Edelen mentioned a solar panel project he’s going to build as a private investment that will be so big it can be seen from space, and noted that his partner is a coal company. He also emphasized bipartisan cooperation and took an apparent dig at Beshear, who has sued the governor many times as attorney general, and Adkins.

“For those who whine and complain that they can’t get anything done, that they have to go to court to stop things, that they can’t bridge the divide between Republicans and Democrats, we can do big, important things. We’ve just got to understand that mediocre leadership will never produce more than mediocre results,” he said.

Adkins focuses on health, education

Adkins emphasized his experience in government and his willingness to take the fight for affordable health care and public education to the governor and the current Republican majority in Frankfort.

“Kentucky needs strong leadership … that can hit the ground running on the very first day, and what better training ground than in the Kentucky House of Representatives?” he said.

He castigated Bevin for his name-calling and insulting comments about teachers.

“We will have a message and … a tone that will lift up the people of Kentucky instead of tearing them down, that will bring people together,” he said.

Adkins accused Bevin of trying to “privatize public education” with charter schools and filing a waiver that would take 100,000 people off the health insurance rolls, a reference to rolling back former Gov. Steve Beshear’s Medicaid expansion.

As a 24-year cancer survivor, he said, he knows that “quality health care for the people of Kentucky is a fight worth fighting. Are you willing to fight with me?” he asked, to loud applause.

He also accused the governor of placing a target on the back of organized labor in the state after the passage of anti-union initiatives such as right to work and repealing the prevailing wage.

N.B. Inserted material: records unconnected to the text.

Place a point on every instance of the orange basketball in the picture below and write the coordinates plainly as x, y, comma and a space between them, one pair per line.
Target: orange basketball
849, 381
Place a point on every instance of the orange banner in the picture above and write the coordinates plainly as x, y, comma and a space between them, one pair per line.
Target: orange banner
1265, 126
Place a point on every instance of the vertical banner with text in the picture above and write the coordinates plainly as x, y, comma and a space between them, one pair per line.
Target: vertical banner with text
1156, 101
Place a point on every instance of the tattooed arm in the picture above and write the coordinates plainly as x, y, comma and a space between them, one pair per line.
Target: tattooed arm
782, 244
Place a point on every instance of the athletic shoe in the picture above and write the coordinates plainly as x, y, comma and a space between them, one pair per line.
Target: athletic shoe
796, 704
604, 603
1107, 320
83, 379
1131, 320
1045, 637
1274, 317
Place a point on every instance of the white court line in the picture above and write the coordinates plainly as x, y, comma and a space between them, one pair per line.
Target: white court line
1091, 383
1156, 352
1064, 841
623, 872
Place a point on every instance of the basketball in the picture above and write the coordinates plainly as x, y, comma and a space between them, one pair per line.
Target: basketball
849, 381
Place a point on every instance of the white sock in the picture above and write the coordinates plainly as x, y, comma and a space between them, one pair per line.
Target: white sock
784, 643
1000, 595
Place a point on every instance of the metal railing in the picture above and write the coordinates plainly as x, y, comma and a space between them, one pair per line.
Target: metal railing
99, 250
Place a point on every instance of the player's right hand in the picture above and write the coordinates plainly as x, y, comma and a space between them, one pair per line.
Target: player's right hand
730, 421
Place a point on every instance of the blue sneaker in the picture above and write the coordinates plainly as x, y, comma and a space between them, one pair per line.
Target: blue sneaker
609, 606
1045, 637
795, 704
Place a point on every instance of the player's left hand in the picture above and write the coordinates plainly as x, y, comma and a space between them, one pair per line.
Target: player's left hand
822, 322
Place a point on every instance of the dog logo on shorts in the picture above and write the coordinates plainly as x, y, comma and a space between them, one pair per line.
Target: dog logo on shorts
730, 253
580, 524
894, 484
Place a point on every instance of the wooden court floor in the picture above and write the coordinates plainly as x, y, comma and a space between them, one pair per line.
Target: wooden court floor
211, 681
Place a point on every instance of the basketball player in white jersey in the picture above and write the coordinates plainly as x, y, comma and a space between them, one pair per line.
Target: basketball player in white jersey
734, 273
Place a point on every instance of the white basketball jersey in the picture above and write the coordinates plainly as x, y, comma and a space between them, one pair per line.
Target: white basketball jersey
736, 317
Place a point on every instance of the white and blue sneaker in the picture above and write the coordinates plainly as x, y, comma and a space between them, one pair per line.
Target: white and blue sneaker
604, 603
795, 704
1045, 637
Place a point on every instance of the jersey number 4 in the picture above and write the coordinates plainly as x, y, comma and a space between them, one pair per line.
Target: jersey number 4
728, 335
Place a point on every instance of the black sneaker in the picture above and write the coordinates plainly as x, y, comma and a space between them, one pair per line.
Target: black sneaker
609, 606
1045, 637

And he hinted at his reputation as a centrist candidate by saying he is the one who “knows how to bring Democrats home and maybe even a few Republicans” in November.

Coleman praises teachers, Beshear

In her speech, Coleman praised public school teachers and mentioned a young woman dear to her who began high school reading on a third-grade level, but ended up graduating with honors and going on to college because teachers were willing to work with her before and after school every day.

“They’re the same people the current governor as referred to as thugs, as ignorant people,” she said. “It breaks my heart, and it fires me up.”

“This is my life’s work,” said Coleman. “I believe more than anything that our public school teachers should be respected.”

Coleman said that as attorney general, Beshear has fought for teachers’ interests, and that without his efforts, “the sewer bill would have become law,” a reference to a Republican attempt to convert teachers’ defined-benefit pensions to defined contribution plans similar to a 401k. He has also defended women and children, taken on human traffickers, reduced the rape kit backlog and defended the Affordable Care Act, she said.

Others who spoke at the dinner Friday included Joe Trigg and Robert Conway, candidates for commissioner of agriculture; former first lady Heather French Henry, who is running for secretary of state; auditor of public accounts candidates Kelsey Hayes Coots, Sheri Donahue and Chris Tobe; state treasurer candidates Michael Bowman and Josh Mers; and nonpartisan Court of Appeals candidates for the 3rd District, Jacqueline Caldwell of Cox’s Creek and Judge Michael Caperton of London.